On Monday I did make some comments on social media about the decision of the We Deserve Better campaign in Belfast disinviting Elaine Crory and John O'Doherty to speak at the end planned for 28th August.

For readers not in Northern Ireland Elaine works for the Belfast Feminist Network and Alliance for Choice, John for the Rainbow Project and Love Equality NI. Therefore the views of a leading feminist arguing for women's reproductive rights and a leading LGBT+ and equal marriage advocate were silenced.

I have taken some time to read through the threads on the We Deserve Better Campaign since Monday to get an idea of why some there have called the inclusion of these speakers "devisive" and feel that such "agendas" should not share the platform next week outside Belfast City Hall.

Firstly from what I have read the aim of the We Deserve Better campaign is simply to have a working Assembly up at Stormont. I agree with that as an aim. We need Ministers able to make policy, budget decisions and MLAs to vote on those decisions. On the face of it this is a noble aim.

The problem is and this is something that the withdrawal of these two speakers has brought to the fore. Health, Education, Infrastructure etc will all be and all have been up and running when we have had an Assembly in the past, even in the gaps when we haven't previously Westminster usually stepped in. On this occasion Westminster has refused to do anything, to make any decision on our behalf, this may or may not have anything to do with the largest party at the last Assembly Elections shortly thereafter entering an arrangement with the Governing party in Westminster to support then on key votes to do with Brexit.


We have not been told the details of that agreement but the inertia that has persisted in Northern Ireland may be as a result of the Prime Minister having to rely on DUP votes to get things done in London leading to a refusal to do anything to change anything in Northern Ireland.

However, the key is to have a working Assembly. The issue that the LGBT+ community and feminists in Northern Ireland have is that simply restoring the Assembly without some sort of reform does not make things better. The people who are part of We Deserve Better seem to think that simply getting the elected MLAs back into their seats in the chamber will allow them to make the decisions that can affect change on LGBT+ and women's issues.

Unfortunately both these groups are well aware of the short comings of the Assembly and have been for years. They have been shouting that we need better from Stormont. They have recognised that their views have for too long been able to be silenced, or debated but effectively stunted by one party using the mechanisms that can even turn a majority vote into a continuation of the status quo. This is the reason that there was anger on Monday when the announcement came about the withdrawal of these two speakers.

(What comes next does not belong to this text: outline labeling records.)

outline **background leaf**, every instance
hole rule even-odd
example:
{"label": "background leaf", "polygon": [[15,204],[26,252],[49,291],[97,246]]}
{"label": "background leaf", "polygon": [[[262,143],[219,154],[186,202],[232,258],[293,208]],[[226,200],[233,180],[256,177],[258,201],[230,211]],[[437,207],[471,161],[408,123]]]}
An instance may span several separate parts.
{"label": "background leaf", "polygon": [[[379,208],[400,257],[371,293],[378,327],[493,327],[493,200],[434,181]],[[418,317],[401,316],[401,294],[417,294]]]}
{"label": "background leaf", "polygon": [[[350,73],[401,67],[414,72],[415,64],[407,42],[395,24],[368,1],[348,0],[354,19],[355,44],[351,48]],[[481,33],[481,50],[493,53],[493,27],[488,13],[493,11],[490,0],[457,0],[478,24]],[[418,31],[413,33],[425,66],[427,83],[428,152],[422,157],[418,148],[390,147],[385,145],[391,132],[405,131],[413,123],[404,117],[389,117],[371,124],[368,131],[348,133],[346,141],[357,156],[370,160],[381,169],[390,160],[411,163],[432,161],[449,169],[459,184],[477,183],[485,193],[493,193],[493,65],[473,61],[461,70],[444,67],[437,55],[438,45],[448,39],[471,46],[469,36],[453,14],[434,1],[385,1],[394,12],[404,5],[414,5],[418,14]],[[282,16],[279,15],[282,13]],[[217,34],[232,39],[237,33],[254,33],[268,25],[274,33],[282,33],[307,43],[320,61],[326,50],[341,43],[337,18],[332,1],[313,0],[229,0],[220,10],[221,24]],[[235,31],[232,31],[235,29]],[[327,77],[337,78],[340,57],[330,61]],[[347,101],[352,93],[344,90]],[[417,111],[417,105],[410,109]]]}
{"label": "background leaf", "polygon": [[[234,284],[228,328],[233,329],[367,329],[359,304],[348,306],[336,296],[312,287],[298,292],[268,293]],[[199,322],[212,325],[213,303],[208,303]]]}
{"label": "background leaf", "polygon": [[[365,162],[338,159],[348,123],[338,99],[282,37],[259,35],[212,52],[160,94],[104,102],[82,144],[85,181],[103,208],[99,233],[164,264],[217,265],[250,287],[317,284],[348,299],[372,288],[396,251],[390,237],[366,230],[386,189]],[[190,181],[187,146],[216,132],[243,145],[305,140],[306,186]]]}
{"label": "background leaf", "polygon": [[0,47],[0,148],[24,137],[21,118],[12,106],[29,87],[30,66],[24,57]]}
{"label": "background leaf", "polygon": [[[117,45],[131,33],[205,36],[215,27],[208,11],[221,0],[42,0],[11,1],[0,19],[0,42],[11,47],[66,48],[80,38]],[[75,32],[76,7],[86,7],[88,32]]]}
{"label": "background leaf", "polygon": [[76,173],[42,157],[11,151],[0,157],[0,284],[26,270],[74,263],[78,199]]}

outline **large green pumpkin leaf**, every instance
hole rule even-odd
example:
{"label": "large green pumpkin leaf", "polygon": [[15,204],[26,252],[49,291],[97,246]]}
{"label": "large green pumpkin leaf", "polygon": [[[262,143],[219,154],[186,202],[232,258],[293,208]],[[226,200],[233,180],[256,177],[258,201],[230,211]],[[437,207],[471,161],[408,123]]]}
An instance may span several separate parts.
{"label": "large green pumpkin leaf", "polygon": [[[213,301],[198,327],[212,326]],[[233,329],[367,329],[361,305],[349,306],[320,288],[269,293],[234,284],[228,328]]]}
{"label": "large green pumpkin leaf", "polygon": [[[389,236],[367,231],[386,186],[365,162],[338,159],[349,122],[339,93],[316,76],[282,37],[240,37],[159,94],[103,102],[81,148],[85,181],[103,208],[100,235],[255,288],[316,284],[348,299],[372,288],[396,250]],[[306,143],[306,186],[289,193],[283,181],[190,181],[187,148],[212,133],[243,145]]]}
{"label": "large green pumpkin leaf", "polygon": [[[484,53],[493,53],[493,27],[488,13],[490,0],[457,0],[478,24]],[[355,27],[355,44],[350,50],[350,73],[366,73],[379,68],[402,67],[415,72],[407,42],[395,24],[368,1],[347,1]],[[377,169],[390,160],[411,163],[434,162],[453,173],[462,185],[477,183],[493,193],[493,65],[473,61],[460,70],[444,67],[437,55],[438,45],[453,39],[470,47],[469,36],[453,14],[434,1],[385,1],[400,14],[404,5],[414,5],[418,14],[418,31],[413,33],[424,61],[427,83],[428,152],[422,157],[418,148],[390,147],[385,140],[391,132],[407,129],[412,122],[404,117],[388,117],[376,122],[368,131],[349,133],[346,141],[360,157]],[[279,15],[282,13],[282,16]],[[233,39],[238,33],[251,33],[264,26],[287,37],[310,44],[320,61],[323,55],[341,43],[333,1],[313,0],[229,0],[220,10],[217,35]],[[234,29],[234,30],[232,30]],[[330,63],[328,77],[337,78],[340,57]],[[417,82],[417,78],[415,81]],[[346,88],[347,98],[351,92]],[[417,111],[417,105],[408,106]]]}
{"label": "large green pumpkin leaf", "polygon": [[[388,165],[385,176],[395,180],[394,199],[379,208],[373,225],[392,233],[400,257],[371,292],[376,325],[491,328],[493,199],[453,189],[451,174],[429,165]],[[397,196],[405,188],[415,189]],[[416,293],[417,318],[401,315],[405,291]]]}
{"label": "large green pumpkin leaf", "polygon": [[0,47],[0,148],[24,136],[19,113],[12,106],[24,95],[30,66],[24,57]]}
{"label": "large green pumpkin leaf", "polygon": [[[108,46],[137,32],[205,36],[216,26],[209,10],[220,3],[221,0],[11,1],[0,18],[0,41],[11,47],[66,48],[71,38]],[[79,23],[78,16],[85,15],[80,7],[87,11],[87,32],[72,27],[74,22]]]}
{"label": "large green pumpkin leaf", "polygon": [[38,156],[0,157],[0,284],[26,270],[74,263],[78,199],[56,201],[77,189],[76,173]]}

The LGBT+ and women's groups are used to and angry about continually being silenced, ignored, sidelined. They are continually used to hearing debates about their rights becoming a slanging match on TV or Radio often more of a hot potato than sectarian issues. They have been shouting for better for years. I have lost count of the number of times we have gathered at City Hall to demand better from our MLAs. We are the forerunners of calling for better governance of Northern Ireland, where minority rights can be trumped by a sectarian head count when those issues have always transcended the traditional sectarian divide.


We the ignored and sidelined minorities of Northern Ireland deserve better. Simply a resumption of the Assembly is not going to achieve that for everyone and therefore the "We" in We Deserve Better in not all inclusive. We appreciate that there are parties in the Assembly who do recognise that there is need for reform. We recognise that not all of the politicians in Stormont are the same. We know that there are some who are fighting for change that will make it easier to make things better.


Maybe this lack of government for all will help to highlight to others how their government which provided things for them when it sat, needs to do better for those of us whose rights are ignored and not advanced in line with the rest of the UK and Ireland, even when we have an Assembly.